If a similar theoretical model does not provide an adequate fit for data collected in the different cultures, the analysis can be extended to an exploratory factor analysis to identify differences in conceptual structure between cultures. If the exploratory factor analysis shows important differences in the factor structure of the instrument in the different cultures, it would be inadvisable to assume that the instrument is cross-culturally equivalent and pooling or statistical comparison of results from different countries might not be warranted. Then, qualitative research can be useful in understanding the reasons behind the lack of equivalence and, together with the results of quantitative analysis, may enable the identification of core domains which are relevant across cultures for the concept under study.

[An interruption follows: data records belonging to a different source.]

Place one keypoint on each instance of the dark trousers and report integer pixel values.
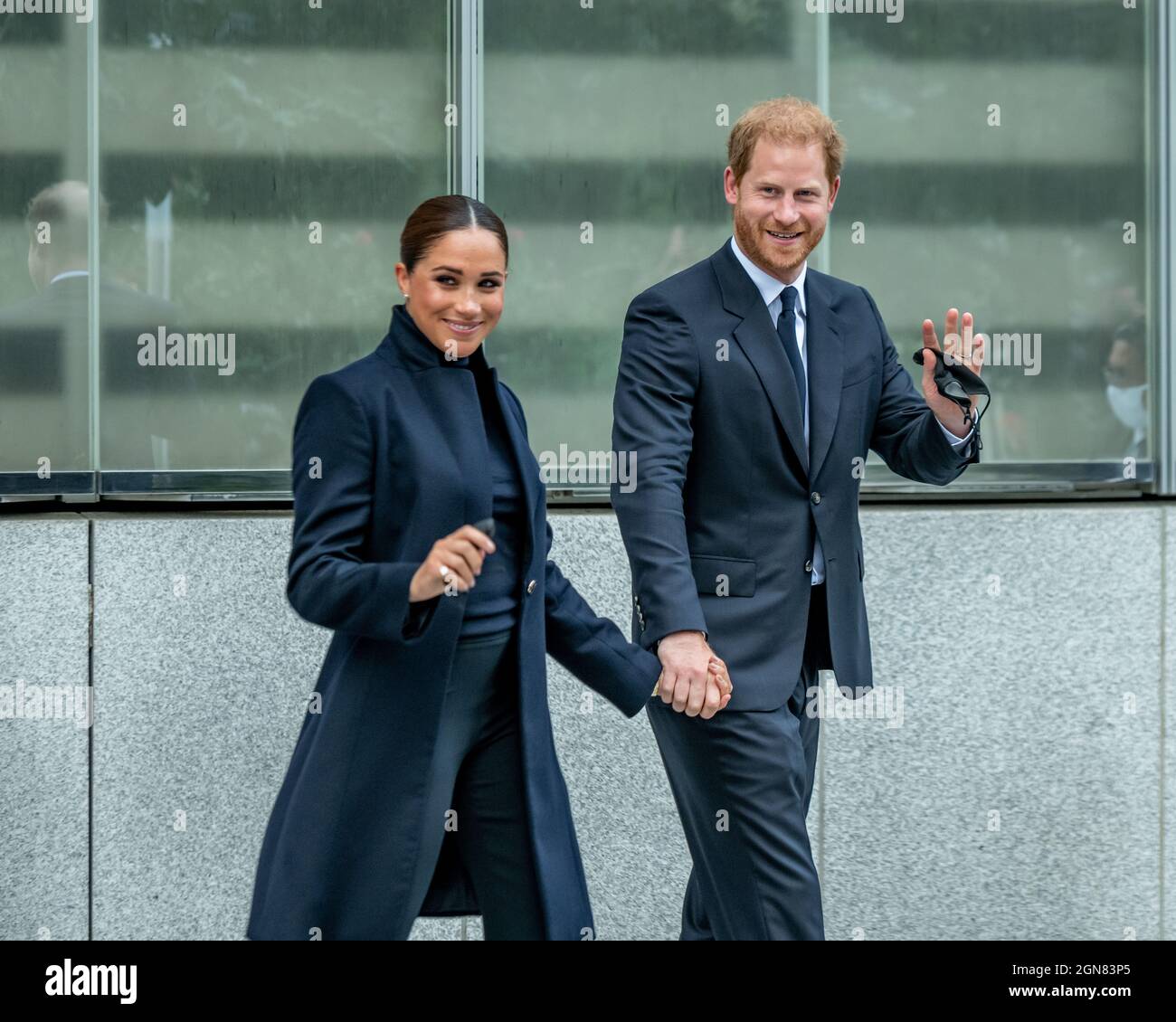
(478, 772)
(742, 782)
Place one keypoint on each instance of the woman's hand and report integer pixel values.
(453, 561)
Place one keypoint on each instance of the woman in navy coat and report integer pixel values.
(428, 783)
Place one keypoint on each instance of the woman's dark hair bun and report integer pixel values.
(441, 214)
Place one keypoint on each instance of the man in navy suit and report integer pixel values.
(749, 388)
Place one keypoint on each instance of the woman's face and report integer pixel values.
(454, 292)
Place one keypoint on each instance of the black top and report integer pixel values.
(492, 606)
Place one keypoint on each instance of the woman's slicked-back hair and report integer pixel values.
(441, 214)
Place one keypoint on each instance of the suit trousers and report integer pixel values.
(742, 782)
(478, 771)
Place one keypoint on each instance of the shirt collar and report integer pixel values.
(772, 289)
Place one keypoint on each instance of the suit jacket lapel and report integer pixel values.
(826, 361)
(761, 344)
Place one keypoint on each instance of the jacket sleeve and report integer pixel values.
(906, 433)
(592, 647)
(329, 582)
(653, 404)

An example of this approach was the application of CFA to data from the International Quality of life Outcome Database (IQOD) which allowed us to test the applicability of the original (US English) structure (Fig. 1) of the Psychological General Well-Being Index (PGWBI) in the French and Japanese versions [28]. In the case of the French version, the model fit was acceptable (for example, root mean square of approximation was equal to 0.05), while the structure fit was poorer for the data from the Japanese version of the questionnaire (root mean square of approximation of 0.09), indicating that the original structure might not be appropriate for Japan [29]. Further analysis showed that the Japanese version was likely to include different dimensions; a preliminary exploratory factor analysis revealed a 4-factor structure, compared to the original 6 dimensions, and noticeably different item grouping. Thus, the structural model of well-being employed in the PGWBI appeared to be appropriate in France and the USA but not in Japan. Though these were preliminary results, if confirmed they would suggest that, at the very least, results obtained with the PGWBI in Japan should not be pooled or compared with results obtained in the USA or France, and possibly that a different approach to measuring psychological well-being would be required in Japan. Qualitative research and a review of the literature on the concept of well-being in Asian culture [30] might be useful to better understand the differences in results.

Fig. 1
figure 1

Hypothesized factor structure of the Psychological General Well-Being Index (PGWBI) [28]. The PGWBI was designed for use in a US population; the factor structure was confirmed in the French sample from the IQOD database, but not in the Japanese sample

Item equivalence and semantic equivalence

According to the original Universalist model, item equivalence was defined as the extent to which a given item is an appropriate measure of the concept it is assumed to measure in the different cultures and semantic equivalence involves the exploration of the item’s connotations for speakers of different languages. Both are therefore related to the responses of patients to individual items. Quantitative methods allowing the detection of systematic differences in the way comparable respondents answer across different versions correspond to a single concept commonly used in cross-cultural research: differential item functioning (DIF). DIF refers to a difference in the expected response of individuals who are comparable for the construct being measured but who belong to different groups (e.g. gender, age, or culture) [31].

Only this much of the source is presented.